An enigmatic artist based out of Dallas, Texas, Stxxr is a young talent with a focused passion for RnB and hip-hop. Surfacing on Soundcloud and YouTube from the relative unknown, Stxxr has recently release what we believe is his debut album, the twelve-track mix that is ‘Astrxxm’.
Featuring a revolving door of producers, with credits going out to the likes of Ocean Beats, NOXX, Horus, Yondo, IAVI, and more, ‘Astrxxm’ is a melting pot of ideas, sounds, and styles, bringing together fresh new directions with timeless artistic arrangements to present our first true look at Stxxr as an artist.
Opening with ‘Gone’, the album initially sets a subdued, almost ambient tone, building an atmosphere through delicate layering of beats and textures, before the vocals kick in with their own strained melody. Initially, it’s hard to get into the vocals of ‘Gone’, and even with some shaping and skilful production, it’s still hard to see past the rough edges of Stxxr’s singing. The saving grace though is that just as you’re about to turn away from the track, Stxxr’s vocals change into a hybrid of spoken work and rap verse, a for a brief shining moment you find yourself lost in the track. It’s a short lived, but powerful glimpse at what could be.

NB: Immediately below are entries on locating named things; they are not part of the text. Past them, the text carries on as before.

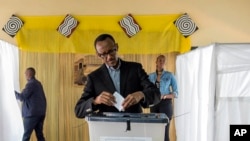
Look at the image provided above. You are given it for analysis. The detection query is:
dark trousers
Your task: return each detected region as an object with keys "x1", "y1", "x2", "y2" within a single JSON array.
[
  {"x1": 22, "y1": 116, "x2": 45, "y2": 141},
  {"x1": 150, "y1": 99, "x2": 173, "y2": 141}
]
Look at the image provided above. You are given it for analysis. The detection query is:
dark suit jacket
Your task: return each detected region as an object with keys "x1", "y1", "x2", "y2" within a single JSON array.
[
  {"x1": 75, "y1": 60, "x2": 160, "y2": 118},
  {"x1": 15, "y1": 77, "x2": 47, "y2": 117}
]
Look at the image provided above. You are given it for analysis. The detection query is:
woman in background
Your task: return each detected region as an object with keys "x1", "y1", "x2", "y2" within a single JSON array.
[{"x1": 149, "y1": 55, "x2": 178, "y2": 141}]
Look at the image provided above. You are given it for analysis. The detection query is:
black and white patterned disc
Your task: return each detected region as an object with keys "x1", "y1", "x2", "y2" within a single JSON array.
[
  {"x1": 174, "y1": 13, "x2": 198, "y2": 37},
  {"x1": 2, "y1": 15, "x2": 23, "y2": 37}
]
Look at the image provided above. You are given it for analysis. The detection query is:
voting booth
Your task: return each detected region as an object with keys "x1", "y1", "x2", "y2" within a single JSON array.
[{"x1": 85, "y1": 113, "x2": 169, "y2": 141}]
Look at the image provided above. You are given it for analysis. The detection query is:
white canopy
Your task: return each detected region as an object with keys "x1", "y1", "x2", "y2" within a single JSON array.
[{"x1": 174, "y1": 43, "x2": 250, "y2": 141}]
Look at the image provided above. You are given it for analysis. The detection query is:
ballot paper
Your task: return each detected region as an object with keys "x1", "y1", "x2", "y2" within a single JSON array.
[{"x1": 113, "y1": 92, "x2": 124, "y2": 111}]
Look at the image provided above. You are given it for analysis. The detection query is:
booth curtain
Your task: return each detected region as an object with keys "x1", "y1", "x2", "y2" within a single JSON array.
[
  {"x1": 16, "y1": 14, "x2": 191, "y2": 54},
  {"x1": 174, "y1": 44, "x2": 250, "y2": 141},
  {"x1": 0, "y1": 40, "x2": 23, "y2": 141}
]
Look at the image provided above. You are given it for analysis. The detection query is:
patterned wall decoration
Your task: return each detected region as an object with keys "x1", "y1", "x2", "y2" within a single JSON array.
[
  {"x1": 57, "y1": 14, "x2": 79, "y2": 38},
  {"x1": 119, "y1": 14, "x2": 141, "y2": 38},
  {"x1": 2, "y1": 15, "x2": 24, "y2": 38},
  {"x1": 174, "y1": 13, "x2": 198, "y2": 38}
]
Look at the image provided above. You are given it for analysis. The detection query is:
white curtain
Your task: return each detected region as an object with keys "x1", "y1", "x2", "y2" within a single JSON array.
[
  {"x1": 214, "y1": 44, "x2": 250, "y2": 141},
  {"x1": 174, "y1": 44, "x2": 250, "y2": 141},
  {"x1": 0, "y1": 40, "x2": 23, "y2": 141}
]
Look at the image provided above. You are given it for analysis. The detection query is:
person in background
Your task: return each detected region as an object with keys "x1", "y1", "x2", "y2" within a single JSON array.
[
  {"x1": 149, "y1": 55, "x2": 178, "y2": 141},
  {"x1": 75, "y1": 34, "x2": 160, "y2": 118},
  {"x1": 15, "y1": 67, "x2": 46, "y2": 141}
]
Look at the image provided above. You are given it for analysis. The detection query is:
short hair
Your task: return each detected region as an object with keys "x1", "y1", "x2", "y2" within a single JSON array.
[
  {"x1": 94, "y1": 34, "x2": 115, "y2": 47},
  {"x1": 26, "y1": 67, "x2": 36, "y2": 76},
  {"x1": 156, "y1": 54, "x2": 166, "y2": 61}
]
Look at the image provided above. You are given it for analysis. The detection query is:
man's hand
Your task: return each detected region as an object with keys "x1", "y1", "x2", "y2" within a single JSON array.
[
  {"x1": 93, "y1": 91, "x2": 116, "y2": 106},
  {"x1": 122, "y1": 91, "x2": 144, "y2": 109}
]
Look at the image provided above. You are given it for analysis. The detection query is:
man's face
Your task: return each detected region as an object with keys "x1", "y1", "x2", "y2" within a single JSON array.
[
  {"x1": 96, "y1": 38, "x2": 118, "y2": 67},
  {"x1": 156, "y1": 57, "x2": 165, "y2": 68}
]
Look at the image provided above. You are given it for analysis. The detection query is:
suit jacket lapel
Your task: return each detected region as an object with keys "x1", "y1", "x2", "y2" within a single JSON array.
[{"x1": 100, "y1": 64, "x2": 116, "y2": 92}]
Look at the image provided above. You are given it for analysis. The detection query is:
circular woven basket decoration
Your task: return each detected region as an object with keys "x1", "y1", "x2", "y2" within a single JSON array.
[
  {"x1": 174, "y1": 13, "x2": 199, "y2": 38},
  {"x1": 2, "y1": 15, "x2": 24, "y2": 38}
]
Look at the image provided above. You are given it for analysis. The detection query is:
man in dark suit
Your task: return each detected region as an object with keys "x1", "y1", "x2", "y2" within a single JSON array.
[
  {"x1": 15, "y1": 67, "x2": 47, "y2": 141},
  {"x1": 75, "y1": 34, "x2": 160, "y2": 118}
]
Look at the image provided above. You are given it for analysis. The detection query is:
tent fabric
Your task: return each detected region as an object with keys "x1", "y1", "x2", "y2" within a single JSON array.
[
  {"x1": 174, "y1": 43, "x2": 250, "y2": 141},
  {"x1": 0, "y1": 40, "x2": 23, "y2": 141},
  {"x1": 16, "y1": 14, "x2": 191, "y2": 54}
]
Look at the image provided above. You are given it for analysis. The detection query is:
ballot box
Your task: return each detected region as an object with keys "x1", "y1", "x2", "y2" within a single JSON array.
[{"x1": 85, "y1": 113, "x2": 169, "y2": 141}]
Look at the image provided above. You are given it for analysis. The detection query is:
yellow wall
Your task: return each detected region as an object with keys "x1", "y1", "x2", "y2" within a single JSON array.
[
  {"x1": 0, "y1": 0, "x2": 250, "y2": 141},
  {"x1": 0, "y1": 0, "x2": 250, "y2": 46}
]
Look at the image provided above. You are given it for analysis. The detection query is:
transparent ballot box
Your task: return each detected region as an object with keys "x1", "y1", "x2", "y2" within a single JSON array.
[{"x1": 85, "y1": 113, "x2": 169, "y2": 141}]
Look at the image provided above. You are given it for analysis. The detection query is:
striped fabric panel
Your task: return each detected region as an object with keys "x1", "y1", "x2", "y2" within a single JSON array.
[
  {"x1": 57, "y1": 14, "x2": 79, "y2": 38},
  {"x1": 119, "y1": 14, "x2": 141, "y2": 38}
]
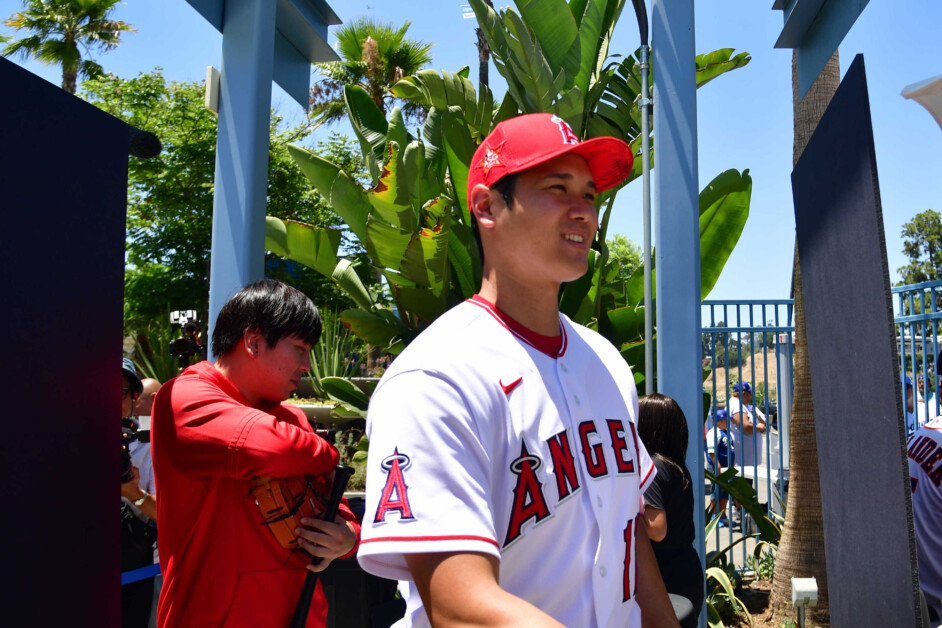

Following tentatively is ‘Mistic’, a track that excels for its instrumentals but once again runs heavily aground on the vocals. Moving forward, the patterns becomes all to clear, strong beats, light, layered instrumentals that flicker and glow brilliantly, and then subpar vocals that fight against the overall melody of each piece. ‘Vious’ is a step above, managing to find a place in which the vocals are almost hidden beneath light dancing tones, and ‘Sincerely, Stxxr’ elevates the album to higher rap planes, while closing numbers ‘Precious’ and ‘Grey’ bring some dedicated RnB and trap sounds to fore, ultimately giving two of the best performances of the album.
It’s an album that’s sadly, well, underwhelming. Each track has its own character and charms, but that only ever really extends to the instrumentals and backing, and all magic or escapism is instantly lost when Stxxr’s vocals charge into the spotlight. What ‘Astrxxm’ does bring is vibrant glimpses of greatness throughout, sprinkling the tone-deaf space with little glimmers and hope, building all the while until ‘Grey’ comes to blow you away. In the end though ‘Astrxxm’ offers plenty of potential, constantly hinting at big things, and constantly holding them just out of view.